Rôles et permissions
Le contrôle d'accès est partagé entre les rôles (groupes nommés de permissions) et les permissions (codes atomiques qui gouvernent une surface). Un utilisateur porte un ou plusieurs rôles ; le framework collecte chaque permission de chaque rôle dans un ensemble plat de permissions et l'utilise pour élaguer chaque surface que l'utilisateur voit — menus, écrans, connecteurs, outils IA, la page Paramètres elle-même.
L'objectif de conception est l'échec invisible : un utilisateur sans permission ne voit pas la surface, n'obtient pas de 403 — l'entrée n'est tout simplement pas rendue. L'interface Paramètres est l'endroit de référence pour définir les deux extrémités — Paramètres → Rôles pour les définitions de rôles, Paramètres → Utilisateurs pour l'attribution.
Vue d'ensemble
roles = [viewer, editor]
editor → + sql:billing:*:write, api:crm:contacts
utilisé pour élaguer chaque surface
Modifier un rôle — Paramètres → Rôles
Ouvrir Paramètres → Rôles. La page liste chaque rôle avec son nombre de membres, les rôles des membres, la description et l'héritage. Cliquer sur une ligne ouvre l'éditeur de rôle.
| Champ | Effet |
|---|---|
| Nom affiché | Affiché dans le sélecteur de rôle et sur les pages utilisateur. |
| Description | Texte libre — apparaît en info-bulle dans la liste des Rôles. |
| Hérite de | Sélection multiple d'autres rôles dont les permissions sont fusionnées dans celui-ci. Les cycles sont refusés à l'enregistrement. |
| Permissions accordées | La liste des codes de permission que ce rôle porte. Chaque ligne a un ✕ pour retirer. + Ajouter permission ouvre le Sélecteur de permission. |
| Membres (lecture seule) | Nombre d'utilisateurs qui portent ce rôle — lié à l'onglet Utilisateurs filtré sur eux. |
L'éditeur de rôle expose les permissions effectives en bas — l'union des Permissions accordées + l'ensemble effectif de chaque rôle hérité. Utile pour confirmer qu'une chaîne d'hérite de produit le total attendu.
Sélecteur de permission
+ Ajouter permission ouvre une boîte de dialogue avec les codes de permission canoniques du framework regroupés par catégorie — SQL, API, Écrans, Menus, Tableaux de bord, Graphiques, Jobs, IA, Paramètres, Utilisateurs / Rôles, Licence. Chaque ligne propose d'abord la forme générique (sql:billing:*, screen:billing:*) puis les lignes par entité en dessous.

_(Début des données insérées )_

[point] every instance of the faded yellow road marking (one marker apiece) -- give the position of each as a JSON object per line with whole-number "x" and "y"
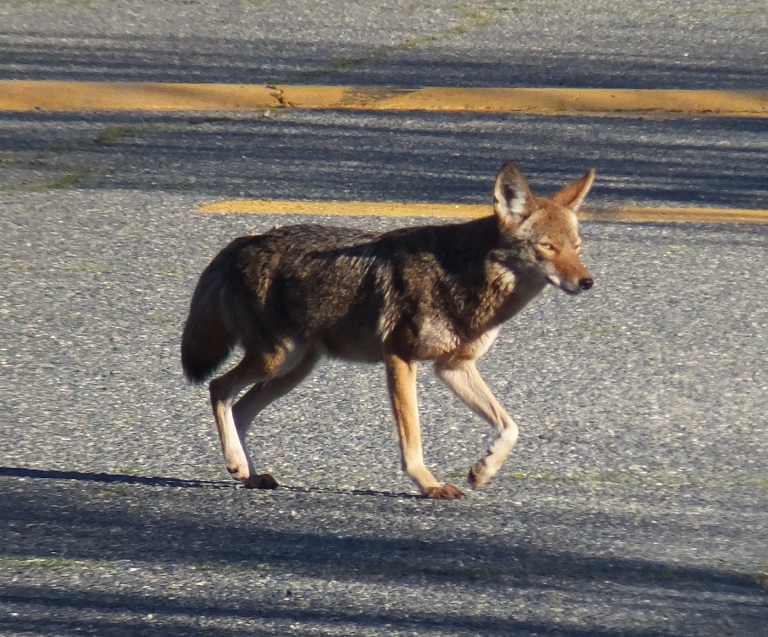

Saisir dans la barre de recherche réduit la liste — chercher billing retrouve chaque code de l'app / connecteur billing à travers les catégories.
Les codes de permission
Chaque surface gouvernée a un code de permission canonique généré par le framework. Le sélecteur les affiche par catégorie ; le tableau ci-dessous est la carte conceptuelle.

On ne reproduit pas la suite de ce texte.